Je ne lui jette pas la pierre, à Cassandre, car elle n’a pas eu une vie facile entre Apollon, qui lui en veut de l’avoir repoussé, les Troyens qui se sont moqués d’elle, les Grecs qui l’ont violée, Agamemnon qui en a fait son butin et Clytemnestre qui, jalouse et rendue folle par sa juste haine evers son époux, a fini par la tuer. Elle n’a pas eu une vie facile, ni très longue, ni très agréable.
C’est Apollon qui lui a donné le don de divination, et lui qui, lui crachant dans la bouche parce qu’elle s’était refusée à lui, l’a condamnée à ne jamais être crue dans ses divinations. Mais le premier don portait en lui le ver ; il était déjà une malédiction : prophétiser, quelle abomination !
Connaître l’avenir et le dire, c’est, en soi et quelle que soit la nature, droite ou sinistre, favorable ou défavorable, de l’augure ; c’est en soi prophétiser le malheur, l’horreur d’un avenir déjà écrit, d’un futur irrémédiable, d’une liberté abolie.

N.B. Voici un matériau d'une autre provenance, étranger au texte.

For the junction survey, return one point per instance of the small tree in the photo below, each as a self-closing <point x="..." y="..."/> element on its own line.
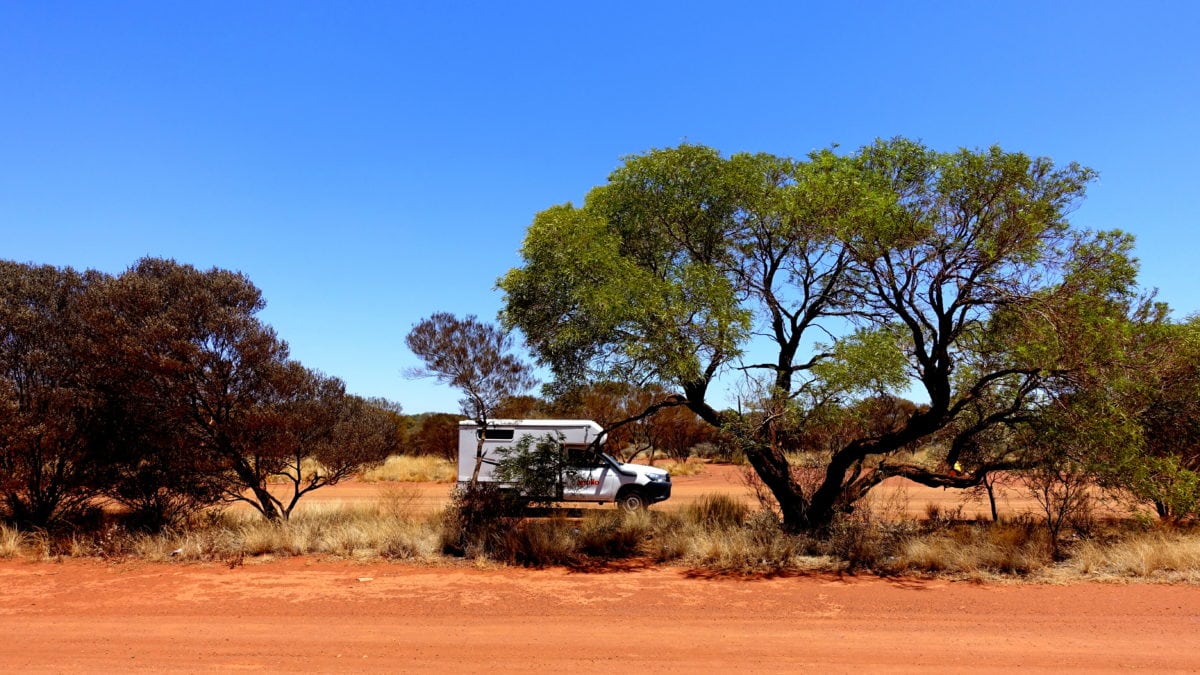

N’annoncerait-elle que de bonnes nouvelles, des jours radieux et des bonheurs à n’en plus finir, que Cassandre n’en serait pas moins détestée, rejetée à très juste titre puisqu’elle rend ses interlocuteurs serves, qu’elle les enchaîne dans un destin, eux qui sont, ou qui croient, du moins, être libres.
Mais il n’y a pas que cela. Les prophètes de malheur et autres oiseaux de mauvais augure ont beau toujours prétendre, la main sur le cœur et la voix chevrotante, qu’ils préféreraient se tromper et avoir tort, ils aiment bien, et c’est humain, avoir raison. Et quand ils décrivent un avenir de sang et de calamités, une part d’eux-mêmes pleure sur ce futur mais une autre insidieusement l’espère, l’espère pour pouvoir dire : « Je vous l’avais bien dit ».
Mais Cassandre ne se contente pas d’espérer, dans le secret de son cœur, que le malheur qu’elle annonce adviendra. Le proclamant à haute voix, le décrivant comme un destin et une cause entendue, elle en facilite, en suscite peut-être l’avènement, encourageant ceux qui appellent ce malheur de leurs vœux et décourageant ceux qui entendaient le combattre. Sous couvert de la mission sacrée qui lui serait échue de dire la vérité et de prophétiser, elle fait le lit des méchants et de la catastrophe qu’elle prétend redouter.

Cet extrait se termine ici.